Design Changes

Tue Sep 12 08:54:49 BST 2006

Hi,

Scott James Remnant:
> Here's a summary of what we've been thinking about so far, note that
> none of this is a decision yet, so if you have any preferences or better
> ideas, please weigh in!
> 
Gladly. ;-)

> Naming
> ------
> 
The names split rather obviously in three parts
1- what happens
2- what is affected
3- anything else you need to know

"What happens" (1) should be the first word; it should be clearly
specified, for each of those words, what the first argument means and
what any other arguments or parameters might do.

We don't need a namespace for (1), other than reserving some prefix for
named subsystems, which don't need a hierarchy because uniqueness is
already enforced by the system's package management system (dpkg/rpm).

Thus, we might declare that all events introduced by X11 should start
with "app-xorg-". Example:

	app-xorg-login :1

which other handlers then can use for doing things that really belong
in /etc/X11/Xsession.d/, so this was a bad example -- but you see what I
mean. ;-)

> 	on gdm/started
>     becomes
> 	on gdm started
> 
	on job-started gdm

"gdm" is kept unique by virtue of the fact that you can only install one
package named "gdm" in the system (this is specified in the description
of "job-started").
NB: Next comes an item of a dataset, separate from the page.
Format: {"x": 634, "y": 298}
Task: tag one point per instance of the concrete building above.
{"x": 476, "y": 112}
If a package needs more than one job, it can use
slashes to distinguish between them, or add arguments.

> 	on hda1 added
	on disk-added hda1

> 	on hda1 mounted
That event should probably use a "path" namespace:
	on path-mounted /usr/local

because that job usually doesn't care which device you mount there.

For (un)mounting, I'd also specify separate pre- and post-events.
	on path-mounting /usr/local
	on path-mounted /usr/local
	on path-unmounting /usr/local
	on path-unmounted /usr/local

the third one is particularly important for taking down a service that
depends on that path (and possibly prevents it from unmounting in the
first place).

> Matching could even use fnmatch?
> 
That'd be good.

> 	on event-failed shutdown

That makes sense.

> Having ssh and gettys bounce back if shutdown fails would be ... nice.
> 
> Obviously these events shouldn't themselves generate success or fails,
> or we'd have a storm on our hands.
> 
Heh.

> [...]
> These would be additional events issued not by the state changes, but by
> the child reaper, and may look like:
> 
> 	on apache start-failed
> 	on apache failed
> 
... except that these should be reversed. Maybe

> 	on job-startup-failed apache
> 	on job-failed apache

> One useful side-effect of this is that it means the "respawning" state
> can go entirely, and all in-upstart handling of respawns.  Apache itself
> can just give:
> 
> 	start on apache failed
 	start on job-failed apache

I like this idea, esp. the difference between "job-startup-failed"
(something's wrong and respawning doesn't make much sense) and
"job-failed" (it died after starting up successfully, so respawning
probably works).

> Waiting for Events
> ------------------
> 
Mhh.

> 	stop on shutdown
> 	stop after apache stopped
> 	stop after tomcat stopped
> 
Maybe this idea how to waiting works would ... well, work. ;-)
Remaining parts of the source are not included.